Os mesmos fatores incidem, agora, nessa tragédia criminosa de Brumadinho. Houve alertas, em dezembro passado, quanto à fragilidade da barragem do Córrego do Feijão, que nem operava mais, segundo a própria Vale. Novamente, como dantes, as providências não foram tomadas. Não é difícil imaginar o que poderia acontecer. E aconteceu.
Desta vez, em proporções que se preveem muito maiores que em Mariana. Em mortos, em desaparecidos e em efeitos ambientais. Há informações de que a mina do Feijão obteve sua ampliação autorizada pelo Conselho Estadual de Política Ambiental, em dezembro de 2018.
São crimes sem castigo. Multas milionárias só atingem o bolso da empresa, quando atingem. Em 2015, como agora, se anuncia a aplicação de multas até bilionárias. Não adianta nada. Recursos jurídicos existem para postergar o pagamentos e anulando efeitos punitivos.

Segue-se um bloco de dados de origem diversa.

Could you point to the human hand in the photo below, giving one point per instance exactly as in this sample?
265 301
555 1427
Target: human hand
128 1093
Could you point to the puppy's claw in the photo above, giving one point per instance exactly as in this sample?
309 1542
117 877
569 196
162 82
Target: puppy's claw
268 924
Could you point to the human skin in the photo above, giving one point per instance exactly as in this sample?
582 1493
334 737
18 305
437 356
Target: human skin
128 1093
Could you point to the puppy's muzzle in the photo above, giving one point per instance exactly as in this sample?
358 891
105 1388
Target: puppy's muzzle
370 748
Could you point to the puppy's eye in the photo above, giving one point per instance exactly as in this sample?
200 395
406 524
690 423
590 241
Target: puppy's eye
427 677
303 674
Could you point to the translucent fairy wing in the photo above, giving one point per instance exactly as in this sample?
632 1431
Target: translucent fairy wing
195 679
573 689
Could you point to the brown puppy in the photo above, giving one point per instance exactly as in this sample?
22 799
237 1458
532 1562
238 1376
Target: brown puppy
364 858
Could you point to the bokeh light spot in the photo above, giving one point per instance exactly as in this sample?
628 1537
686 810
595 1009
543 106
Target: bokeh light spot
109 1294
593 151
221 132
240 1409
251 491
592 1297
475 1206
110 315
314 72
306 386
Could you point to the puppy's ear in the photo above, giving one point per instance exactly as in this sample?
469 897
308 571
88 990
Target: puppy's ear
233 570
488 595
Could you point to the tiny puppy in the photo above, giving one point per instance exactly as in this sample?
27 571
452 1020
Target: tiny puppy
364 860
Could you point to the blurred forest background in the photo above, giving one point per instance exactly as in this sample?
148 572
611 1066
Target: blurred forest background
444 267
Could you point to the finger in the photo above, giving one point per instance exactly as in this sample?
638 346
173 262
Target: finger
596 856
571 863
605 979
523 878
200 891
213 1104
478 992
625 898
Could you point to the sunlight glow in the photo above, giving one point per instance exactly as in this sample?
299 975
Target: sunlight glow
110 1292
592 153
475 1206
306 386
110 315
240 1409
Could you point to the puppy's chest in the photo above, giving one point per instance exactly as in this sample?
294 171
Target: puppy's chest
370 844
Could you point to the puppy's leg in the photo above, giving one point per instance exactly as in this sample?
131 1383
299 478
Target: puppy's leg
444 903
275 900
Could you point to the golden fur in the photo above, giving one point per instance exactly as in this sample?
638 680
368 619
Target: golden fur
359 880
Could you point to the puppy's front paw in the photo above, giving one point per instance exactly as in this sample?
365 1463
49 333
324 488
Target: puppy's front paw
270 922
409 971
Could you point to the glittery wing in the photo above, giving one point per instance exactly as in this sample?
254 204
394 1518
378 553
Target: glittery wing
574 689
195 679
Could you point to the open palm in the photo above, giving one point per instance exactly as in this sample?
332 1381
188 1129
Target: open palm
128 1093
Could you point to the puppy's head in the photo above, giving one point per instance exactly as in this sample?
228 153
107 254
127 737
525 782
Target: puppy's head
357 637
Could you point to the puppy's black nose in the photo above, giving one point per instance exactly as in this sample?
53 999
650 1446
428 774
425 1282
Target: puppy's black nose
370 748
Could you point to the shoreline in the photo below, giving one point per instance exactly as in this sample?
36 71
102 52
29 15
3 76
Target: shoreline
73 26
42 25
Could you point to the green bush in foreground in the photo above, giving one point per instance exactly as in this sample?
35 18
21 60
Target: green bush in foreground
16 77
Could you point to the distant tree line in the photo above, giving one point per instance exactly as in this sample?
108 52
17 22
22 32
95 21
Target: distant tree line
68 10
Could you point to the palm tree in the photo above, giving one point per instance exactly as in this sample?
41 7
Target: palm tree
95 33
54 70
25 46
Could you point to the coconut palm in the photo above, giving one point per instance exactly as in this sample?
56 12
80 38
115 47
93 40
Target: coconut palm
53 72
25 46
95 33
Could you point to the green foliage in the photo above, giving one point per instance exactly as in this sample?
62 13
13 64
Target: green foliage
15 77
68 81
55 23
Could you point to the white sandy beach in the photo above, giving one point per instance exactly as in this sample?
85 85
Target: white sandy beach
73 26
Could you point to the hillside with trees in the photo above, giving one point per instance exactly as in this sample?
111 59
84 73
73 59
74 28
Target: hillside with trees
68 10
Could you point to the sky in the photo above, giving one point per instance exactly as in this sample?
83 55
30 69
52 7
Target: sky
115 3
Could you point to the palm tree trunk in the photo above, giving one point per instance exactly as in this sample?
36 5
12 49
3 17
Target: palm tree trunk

Outra coisa: as mineradoras fazem que levam a sério e o governo faz que fiscaliza. Agora, então, não é difícil imaginar o que virá por aí. O relaxamento da fiscalização e do controle em cima de empresas que cometem crimes contra o meio ambiente já está estabelecido, via decreto, no Brasil de Bolsonaro.
Em 2015, a lama de rejeitos de minério de ferro da Samarco Mineração S.A., operadora da Vale, invadiu o Rio Doce, causou estragos incalculáveis, provocou mortes, destruiu a cidade de Bento Rodrigues. Chegou ao litoral do Espírito Santo e atingiu o mar. Demorou para se dissipar, mas deixou um prejuízo ambiental sem paralelo no País, até então.
Agora em 2019, tudo será maior, pelo que se anuncia. Idêntico mar de lama transforma em destruição a água bendita e clara do Rio Paraopeba. O rio, é sempre bom lembrar, encerra seu curso na Barragem de Três Marias e no Rio Francisco que, antes de chegar à foz, no Oceano Atlântico, banha os estados de Minas, Bahia, Pernambuco, Alagoas e Sergipe. O que ocorrerá, ninguém sabe.
Sobre o desastre previsível e criminoso de Brumadinho, o ativista ambiental e poeta Monsyerrá Batista, mineiro da Serra do Cipó, postou este texto/poema em sua página do Facebook. Não tive como não trazer para cá.
CÚMPLICES DE DESASTRES ANUNCIADOS
Autor: Monsyerrá Batista
Lama da cobiça
Os lucros vão
Fica o rejeito
Omissão e cinismo
A céu aberto
Lucros nas bolsas e bolsos industriais
Na terra vermelha venenos tóxicos
Mas o progresso é de todos
Pisca a publicidade na Globo
A campanha é permanente, sigilosa
O Estado endividado de pires na mão
Na banca do pleito em pechincha
Fiscais, prefeitos, senadores deputados
De "gruja" super aumento pro judiciário
Generosas verbas de publicidade
E a lama da cobiça fede
Vai enchendo a nossa paciência
Represada pela cumplicidade
Na última linha de resistência
Ambientalistas, famílias e socorristas
ALERTA mais um laudo técnico
Mas o esquema frauda, omite, posterga
IndiferenteMENTE os barões jogam pôquer
Celebram o negócio bom das licenças
E a barragem estoura no colo da cidade
As vítimas trabalhadoras e inocentes vazam
Rompe a nossa indignação, o jogo sujo
E mais uma vez o lenga-lenga
Vendendo a imprensa carniça e seu peixe
As autoridades (in)responsáveis são cenas
Nos holofotes das siglas, comandantes canalhas
E debaixo de todos os egos inflados
Os corpos sofridos no rejeito enlamaçado
No asco sensacionalista por picos de ibope
O desespero e o pranto dos povos vitimados
Afogados a dor, sem dignidade e esperanças
Lucro acima de tudo, lama em cima de todos
A impunidade acena, o jornal vende
O rio morre, a lama seca, a poeira baixa
O povo esquece e o jogo segue
Manjado, sujo da mesma cumplicidade.